The same trade that keeps our people at home, is the cause of the well-living of the people here; for as frugality is not the national virtue of England, so the people that get much, spend much; and as they work hard, so they live well, eat and drink well, clothe warm, and lodge soft. In a word, the working, manufacturing people of England eat the fat, drink the sweet, live better, and fare better, than the working poor of any other nation in Europe; they make better wages of their work; and spend more of the money upon their backs and bellies than in any other country. This expense of the poor, as it causes a prodigious consumption both of the provisions and of the manufactures of our country at home, so two things are undeniably the consequence of that part.
1. The consumption of provisions increases the rent and value of the lands; and this raises the gentlemen's estates, and that again increases the employment of people, and consequently the numbers of them, as well those that are employed in the husbandry of land, breeding and feeding of cattle, etc., as of servants to the gentlemen's families, who as their estates increase in value, so they increase their families and equipages.
2. As the people get greater wages, so they, I mean the same poorer part of the people, clothe better, and furnish better; and this increases the consumption of the very manufactures they make; then that consumption increases the quantity made; and this creates what we call inland trade, by which innumerable families are employed, and the increase of the people maintained; and by which increase of trade and people the present growing prosperity of this nation is produced.
The whole glory and greatness of England then, being thus raised by trade, it must be unaccountable folly and ignorance in us to lessen that one article in our own esteem, which is the only fountain from whence we all, take us as a nation, are raised, and by which we are enriched and maintained.
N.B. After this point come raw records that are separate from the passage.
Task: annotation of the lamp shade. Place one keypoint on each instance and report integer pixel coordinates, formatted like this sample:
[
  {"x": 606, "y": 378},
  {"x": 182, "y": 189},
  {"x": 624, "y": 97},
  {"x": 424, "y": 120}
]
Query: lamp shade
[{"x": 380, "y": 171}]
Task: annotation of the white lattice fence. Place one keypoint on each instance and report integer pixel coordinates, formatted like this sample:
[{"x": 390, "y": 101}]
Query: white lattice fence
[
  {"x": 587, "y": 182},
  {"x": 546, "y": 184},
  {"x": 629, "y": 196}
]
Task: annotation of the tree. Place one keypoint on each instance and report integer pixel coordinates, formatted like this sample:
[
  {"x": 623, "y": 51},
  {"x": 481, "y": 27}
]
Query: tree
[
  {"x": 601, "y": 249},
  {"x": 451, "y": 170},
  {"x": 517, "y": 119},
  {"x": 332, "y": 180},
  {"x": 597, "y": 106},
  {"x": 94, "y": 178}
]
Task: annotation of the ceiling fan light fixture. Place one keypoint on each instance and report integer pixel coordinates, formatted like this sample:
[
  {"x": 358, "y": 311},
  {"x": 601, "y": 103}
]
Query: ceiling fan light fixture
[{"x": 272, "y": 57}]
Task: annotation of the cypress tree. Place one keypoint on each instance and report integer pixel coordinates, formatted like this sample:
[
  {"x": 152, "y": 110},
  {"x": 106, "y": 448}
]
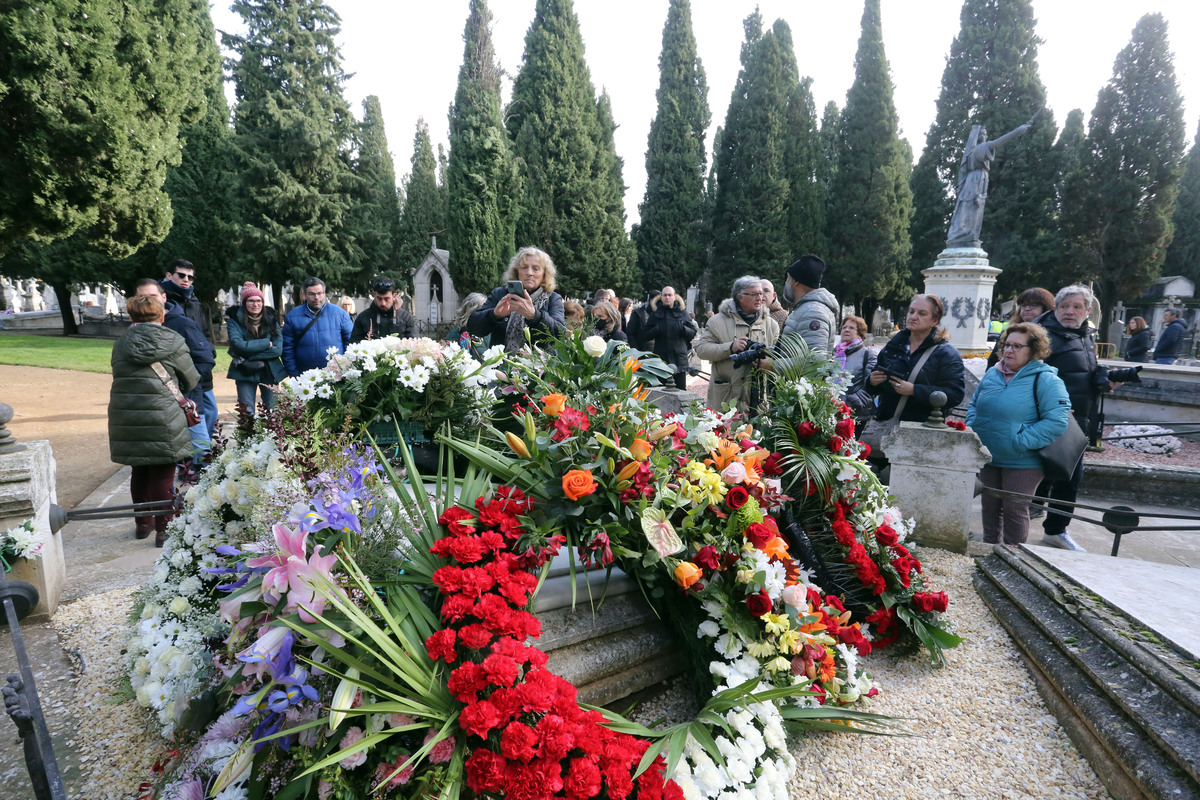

The Scripture says, speaking of the riches and glory of the city of Tyre, which was indeed at that time the great port or emporium of the world for foreign commerce, from whence all the silks and fine manufactures of Persia and India were exported all over the western world, "that her merchants were princes," and in another place, "by thy traffic thou hast increased thy riches." Certain it is, that our traffic has increased our riches; and it is also certain, that the flourishing of our manufacture is the foundation of all our traffic, as well our merchandise as our inland trade.
From: Daniel Defoe, The Complete English Tradesman (London, 1724), Chap. XXV as repreinted in Eugen Weber, ed., The Western Tradition: From the Ancient World to Louis XIV (Lexington, MA; D.C., Heath, 1995) pp. 476-481.